LiDAR point classification, quite simply, is the process of organizing points of similar type or characteristic into groups. In the LAS specifications, developed by the American Society for Photogrammetry & Remote Sensing (ASPRS), base classifications are provided with values and general meanings. As you read through the meanings, you quickly notice that the classifications are quite general. Unlike biology, where you have detailed breakdowns to classify specific organisms (family, genus, species), LiDAR technicians are provided generalized buckets with high-level definitions, with the added ability to input user defined groups. Another noticeable item is that the classifications are aerial LiDAR centric, which have evolved through versions just as the technology and applications have from primarily a terrain mapping tool, to applications in transmission corridors and transportation.
Often when dealing with Mobile LiDAR data that involves an urban environment, it becomes necessary to derive as much information as possible from the point cloud. Mobile mapping platforms generate a very feature-rich data set which is much higher resolution than those created with aerial systems that include many distinguishable features that would normally be linked to a GIS database. These features can include, but are not limited to, street signs, manholes, power lines, curb and gutter, storm inlets, light poles, and buildings among others.
There are many ways to utilize or mine information contained in the point cloud, but regardless of end product or employed techniques, it is always good practice to classify the cloud at the outset, so that downstream extraction efficiencies can be achieved. The user can define many layers or levels to parse classified points from the cloud. It is quite common during Mobile LiDAR collections to have erroneous laser returns generated by the system. These are rarely, if ever, widespread or prolific throughout the dataset, but its always good practice to first eliminate these from the data set by using automated routines followed by a manual inspection, prior to commencing detailed feature classifications.
Image Caption – A classified point cloud of an urban environment shows buildings, trees, road surfaces, signs and utilities. The points are shown with a DTM and contours.
Unless youve found the silver bullet application that automates the classification of the entire point-cloud correctly by clicking a single button (or more aptly waiving a magic wand), you have to start classifying points somewhereand theres usually no better place to begin than with road or street segments, especially if you dont have an automated routine, as these are usually readily identifiable. Assuming you dont have automated routines in your workflow to auto-classify, its typically easiest to draw a polygon using a top view of the data to classify road edges and curb-and-gutters, whereas the utilization of narrow cross sections in a profile view are customarily more effective to define more specific 3-dimensional features (i.e. light poles, sign posts, fire hydrants, etc).
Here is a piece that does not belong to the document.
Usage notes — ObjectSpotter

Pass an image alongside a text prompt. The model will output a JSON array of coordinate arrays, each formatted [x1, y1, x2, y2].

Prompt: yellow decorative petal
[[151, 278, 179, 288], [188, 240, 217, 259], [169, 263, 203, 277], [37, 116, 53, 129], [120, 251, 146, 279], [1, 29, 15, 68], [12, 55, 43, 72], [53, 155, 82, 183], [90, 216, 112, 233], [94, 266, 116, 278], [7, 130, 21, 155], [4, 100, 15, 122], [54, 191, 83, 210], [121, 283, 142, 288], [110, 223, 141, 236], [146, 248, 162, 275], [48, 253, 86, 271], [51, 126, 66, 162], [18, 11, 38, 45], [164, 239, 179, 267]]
This process can be used in the extraction of many elements contained within the LiDAR data; however, it should be noted that this can be time consuming, so understanding your needs becomes critical for an efficient workflow and turnaround.
The downstream benefits to data classification can be quite substantial, especially if you have the pre-knowledge that the point-cloud will be re-purposed for other projects or applications. Classified data presents an easy filtering mechanism to reduce unnecessary noise in the extraction environment; effectively enabling technicians to target their focus on single elements, and more rapidly extracting those objects. Users can also easily benefit by reductions in data volume. Smaller data sets can also yield access to an expanded workforce whose computers might previously been unable to handle the larger volumes of data. An easy way to think of it is that classification equals downstream speed and efficiency.
Given the proliferation of Mobile LiDAR systems, the technology may present unique opportunities to yet again, revisit LAS specifications, and more specifically, classification. The feature rich data collection from a mobile unit captures endless variations of features that can be classified. Recently, a scope of work I reviewed required classified LAS data. Similar to the early requirement of full planimetrics, these specifications require discussion as to intent and extent. So by understanding the needs of the client, point classification is a very good method of delivering just the critical information that is desired. This helps to maximize the benefits of Mobile LiDAR data and minimize the impact from huge data volumes.